How severe does this issue affect your experience of using Ray?
High: It blocks me to complete my task.
I have recently updated my ray (2.38.0) to migrate towards using the new api. I have been using the action making example to train a PPO agent in a custom environment. When migrating I was getting errors and found that the example for action masking does not run.
To reproduce the error:
From ray/rllib/examples/rl_modules
python action_masking_rl_module.py --enable-new-api-stack --num-env-runners 2
The error I am getting is:
(SingleAgentEnvRunner pid=84919) module = self.module_class( [repeated 2x across cluster]
(SingleAgentEnvRunner pid=84919) TypeError: ActionMaskingRLModule.__init__() got an unexpected keyword argument 'observation_space' [repeated 2x across cluster]
It seems that in rl_module.py TypeError is not handled for model_config deprecation.
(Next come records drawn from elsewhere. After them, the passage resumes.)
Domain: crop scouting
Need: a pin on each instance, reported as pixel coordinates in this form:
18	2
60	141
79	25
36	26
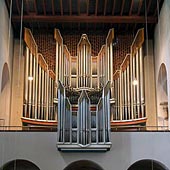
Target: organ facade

However after adding this:
the example still errors:
File "<...>/ray/rllib/examples/rl_modules/classes/action_masking_rlm.py", line 131, in _preprocess_batch
action_mask = batch[Columns.OBS].pop("action_mask")
AttributeError: 'Tensor' object has no attribute 'pop'
I checked the return types and the environment returns OrderedDict’s as its Obs correctly but returns a tensor at some point causing it to crash.
Some notable warnings that I saw:
From Gymnasium:
<...>/gymnasium/envs/registration.py:693: UserWarning: WARN: Overriding environment rllib-single-agent-env-v0 already in registry.
<...>/gymnasium/utils/passive_env_checker.py:275: UserWarning: WARN: The reward returned by `step()` must be a float, int, np.integer or np.floating, actual type: <class 'numpy.ndarray'>
And obviously the ones from RLLib:
WARNING deprecation.py:50 -- DeprecationWarning: `RLModule(config=[RLModuleConfig object])` has been deprecated. Use `RLModule(observation_space=.., action_space=.., inference_only=.., model_config=.., catalog_class=..)` instead. This will raise an error in the future!
WARNING deprecation.py:50 -- DeprecationWarning: `RLModule(config=[RLModuleConfig])` has been deprecated. Use `RLModule(observation_space=.., action_space=.., inference_only=.., learner_only=.., model_config=..)` instead. This will raise an error in the future!